Marketing Strategies

  1. Build An Author Platform: As an author you are selling a product… you and your book(s). In order to stand out, you need to create a brand for yourself by building your author platform. This is where you decide if you’re writing under your own name or a penname, create a logo, set up a website where you can sell your books and attach all your social media links, and figure out what distribution avenues you want to use. Most importantly, you need to figure out the target market for your book and ensure you are marketing to the right group.
  2. Start A Blog: Now that you have a website, you need to draw people in on a regular basis. One way to do this is to start your own blog. This can be about writing in general, about a specific topic that is related to your published book(s), or you can have guest bloggers write pieces for your page. If people are regularly going to your website, they are more likely to purchase your books. It also helps you gain credibility as an author, and build a following.

3. Newsletters: It’s important to generate an email list so that you have a method of direct marketing. If you have a newsletter that people can subscribe to, then you can send them direct notifications on exciting new developments in your writing, events you’ll be holding, and new book releases.

4. Events: Sell your books and meet your potential readers in person. Events can include book signings at your local bookstore or library, throwing a release party for your new novel, having a vendor table at local craft shows and conventions, doing a public reading of an excerpt from your story, or giving lectures on writing or a topic that is related to your book.

5. Consignment: Contact bookstores in your area to see if they’d be willing to carry your books on consignment. Also, get your books into your local library. The more people who are seeing your books and reading your books, the more reviews you get, and the more awareness you create around your brand. This all translates into future sales.

6. Virtual Book Tours: If you can afford a real book tour, then great. Do that. But for most of us, this isn’t feasible, so a virtual book tour is the next best thing. There are several reputable companies that organize tours across different book blogs. Each blog will post about your book, either with spotlights, book reviews, interviews, excerpts, and more. This increases your exposure to new readers, and particularly hits your target market.

7. Press release: You have a new book, which is something to celebrate for your whole community. Reach out to your local paper or magazine(s) to see if they’d do an interview or attend your book launch. It’s professional to have a media kit when reaching out to different media platforms. This will include an author bio and headshot, your background story, detailed information about your book, any other books you have published, and book reviews.

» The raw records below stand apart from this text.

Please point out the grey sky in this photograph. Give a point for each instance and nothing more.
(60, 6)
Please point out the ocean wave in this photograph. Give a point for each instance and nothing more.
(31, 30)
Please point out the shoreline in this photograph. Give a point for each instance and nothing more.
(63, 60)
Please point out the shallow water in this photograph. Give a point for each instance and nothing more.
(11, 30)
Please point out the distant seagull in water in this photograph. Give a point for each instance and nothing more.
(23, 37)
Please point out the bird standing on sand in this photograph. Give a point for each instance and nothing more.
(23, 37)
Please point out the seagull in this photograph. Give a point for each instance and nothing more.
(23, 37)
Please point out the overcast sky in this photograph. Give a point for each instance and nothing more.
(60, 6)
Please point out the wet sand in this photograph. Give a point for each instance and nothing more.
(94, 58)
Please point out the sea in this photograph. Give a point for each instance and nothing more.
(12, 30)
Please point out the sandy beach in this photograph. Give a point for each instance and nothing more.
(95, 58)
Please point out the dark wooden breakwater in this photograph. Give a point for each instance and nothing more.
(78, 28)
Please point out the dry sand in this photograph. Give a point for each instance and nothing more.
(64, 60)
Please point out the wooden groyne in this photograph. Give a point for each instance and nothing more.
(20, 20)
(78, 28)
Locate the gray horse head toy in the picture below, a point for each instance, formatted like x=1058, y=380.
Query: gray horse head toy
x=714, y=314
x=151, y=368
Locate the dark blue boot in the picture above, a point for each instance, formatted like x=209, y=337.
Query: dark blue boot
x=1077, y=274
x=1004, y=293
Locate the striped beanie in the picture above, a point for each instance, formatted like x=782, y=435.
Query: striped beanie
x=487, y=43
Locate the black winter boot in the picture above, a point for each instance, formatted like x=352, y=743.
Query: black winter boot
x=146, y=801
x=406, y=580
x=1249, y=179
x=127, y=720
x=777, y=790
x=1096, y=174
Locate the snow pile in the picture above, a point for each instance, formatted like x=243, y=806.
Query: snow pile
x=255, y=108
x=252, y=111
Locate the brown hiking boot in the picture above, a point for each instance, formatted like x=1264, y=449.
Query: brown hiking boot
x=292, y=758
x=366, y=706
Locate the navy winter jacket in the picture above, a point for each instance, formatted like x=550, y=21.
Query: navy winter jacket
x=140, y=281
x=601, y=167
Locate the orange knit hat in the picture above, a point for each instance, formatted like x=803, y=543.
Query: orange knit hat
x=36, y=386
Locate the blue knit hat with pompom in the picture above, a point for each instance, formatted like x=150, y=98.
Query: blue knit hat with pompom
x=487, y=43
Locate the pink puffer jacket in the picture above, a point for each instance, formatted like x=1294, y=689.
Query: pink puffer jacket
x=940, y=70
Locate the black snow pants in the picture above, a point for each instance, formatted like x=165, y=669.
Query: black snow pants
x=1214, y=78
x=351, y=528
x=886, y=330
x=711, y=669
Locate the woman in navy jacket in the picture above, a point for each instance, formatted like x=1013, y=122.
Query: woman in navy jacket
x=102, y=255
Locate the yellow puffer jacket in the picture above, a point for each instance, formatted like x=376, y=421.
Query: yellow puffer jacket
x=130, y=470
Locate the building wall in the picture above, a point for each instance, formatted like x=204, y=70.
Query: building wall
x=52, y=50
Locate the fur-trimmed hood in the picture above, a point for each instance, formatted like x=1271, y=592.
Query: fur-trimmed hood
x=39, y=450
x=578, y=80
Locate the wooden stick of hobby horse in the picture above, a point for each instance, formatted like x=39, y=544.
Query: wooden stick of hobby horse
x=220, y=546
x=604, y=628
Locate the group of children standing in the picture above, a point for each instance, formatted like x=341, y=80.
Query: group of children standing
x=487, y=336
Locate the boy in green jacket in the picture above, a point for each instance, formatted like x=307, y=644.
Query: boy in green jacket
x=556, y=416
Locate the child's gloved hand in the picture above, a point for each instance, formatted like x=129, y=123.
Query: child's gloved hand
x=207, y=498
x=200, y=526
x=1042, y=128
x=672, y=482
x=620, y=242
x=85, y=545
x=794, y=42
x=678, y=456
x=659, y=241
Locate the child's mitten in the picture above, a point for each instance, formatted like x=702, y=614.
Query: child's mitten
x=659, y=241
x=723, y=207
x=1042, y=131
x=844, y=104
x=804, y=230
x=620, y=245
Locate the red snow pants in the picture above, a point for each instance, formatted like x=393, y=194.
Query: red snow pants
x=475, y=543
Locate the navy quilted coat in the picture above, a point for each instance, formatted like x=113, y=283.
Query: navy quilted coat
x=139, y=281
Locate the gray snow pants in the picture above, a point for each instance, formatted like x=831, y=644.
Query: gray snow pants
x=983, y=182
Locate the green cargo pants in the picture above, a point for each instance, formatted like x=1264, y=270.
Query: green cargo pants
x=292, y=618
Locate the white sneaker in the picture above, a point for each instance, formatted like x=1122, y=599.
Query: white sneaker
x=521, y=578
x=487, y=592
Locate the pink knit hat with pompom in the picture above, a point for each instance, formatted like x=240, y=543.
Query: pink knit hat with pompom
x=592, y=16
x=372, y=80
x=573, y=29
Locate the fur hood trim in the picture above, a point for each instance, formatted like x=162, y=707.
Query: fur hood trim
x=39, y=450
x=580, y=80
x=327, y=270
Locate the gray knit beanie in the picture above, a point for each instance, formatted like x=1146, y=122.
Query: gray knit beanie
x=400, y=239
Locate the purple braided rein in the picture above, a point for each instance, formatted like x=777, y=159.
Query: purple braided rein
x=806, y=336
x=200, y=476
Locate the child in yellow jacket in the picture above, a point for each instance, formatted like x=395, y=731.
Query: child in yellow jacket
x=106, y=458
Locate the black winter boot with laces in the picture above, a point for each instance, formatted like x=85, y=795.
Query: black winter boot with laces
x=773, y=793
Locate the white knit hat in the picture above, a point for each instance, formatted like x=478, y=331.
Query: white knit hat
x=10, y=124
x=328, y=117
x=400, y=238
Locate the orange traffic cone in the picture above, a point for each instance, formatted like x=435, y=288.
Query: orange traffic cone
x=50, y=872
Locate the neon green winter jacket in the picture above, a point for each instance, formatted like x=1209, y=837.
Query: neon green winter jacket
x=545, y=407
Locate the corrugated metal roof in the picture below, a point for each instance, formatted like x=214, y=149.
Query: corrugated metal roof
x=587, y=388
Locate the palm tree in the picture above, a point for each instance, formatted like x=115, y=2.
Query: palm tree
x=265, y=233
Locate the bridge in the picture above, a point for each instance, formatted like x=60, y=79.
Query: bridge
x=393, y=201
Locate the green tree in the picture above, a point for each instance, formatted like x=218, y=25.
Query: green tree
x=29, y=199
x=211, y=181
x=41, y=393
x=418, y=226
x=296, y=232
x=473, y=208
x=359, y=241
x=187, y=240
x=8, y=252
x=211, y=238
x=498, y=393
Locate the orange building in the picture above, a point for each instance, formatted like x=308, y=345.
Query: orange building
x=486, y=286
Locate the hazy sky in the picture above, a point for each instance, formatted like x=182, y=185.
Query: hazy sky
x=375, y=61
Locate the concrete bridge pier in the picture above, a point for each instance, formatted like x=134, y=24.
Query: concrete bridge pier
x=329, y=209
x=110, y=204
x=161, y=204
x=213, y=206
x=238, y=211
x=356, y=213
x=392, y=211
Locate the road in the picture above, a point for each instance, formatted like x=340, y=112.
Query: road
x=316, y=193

8. Book Awards and Contests: Entering and winning literary contests will boost your reputation as an author and give you credibility. Book awards are also a great way to gain exposure.

9. The Bookish Community: There are many amazing bookish communities online that you can tap into that directly include your target market. Reach out to book clubs to see if they want to read your book, connect with reviewers to see who’s willing to write a review of your book, and give ARC’s to readers who are happy to post reviews before launch day. Nothing sells books better than other readers lauding your new novel. But bookish communities go even further than boosting sales… they give you valuable feedback, lend their support, and motivate you on your writing journey.

10. Advertising: Social media is a great way to advertise for free, but you can also pay for advertising or pay to boost specific posts that you want seen. Advertising can be online or in print.

11. Kickstarter: Kickstarter campaigns are helpful in funding the production of your novel, but they are also a great way to tap into a whole different readership.

12. Writing Groups: Check out online writing engagement groups, and join ones that are relevant to your genre. If you can’t find one that fits your needs, you can always start your own.

Most of these marketing strategies are free, but some will require a bit of money out of pocket. Before setting up your marketing plan, prepare a budget so you don’t get in over your head. Do you have to try all of these strategies? Of course not. Pick the ones that you believe will work best for you and suit your budget. The step I strongly suggest for all authors, though, is to stay engaged with the online bookish community. It’s a great way to connect with other authors and readers, make potential sales, generate literary opportunities, and… it’s free!

Good luck in all your marketing endeavors, and don’t forget to keep reading!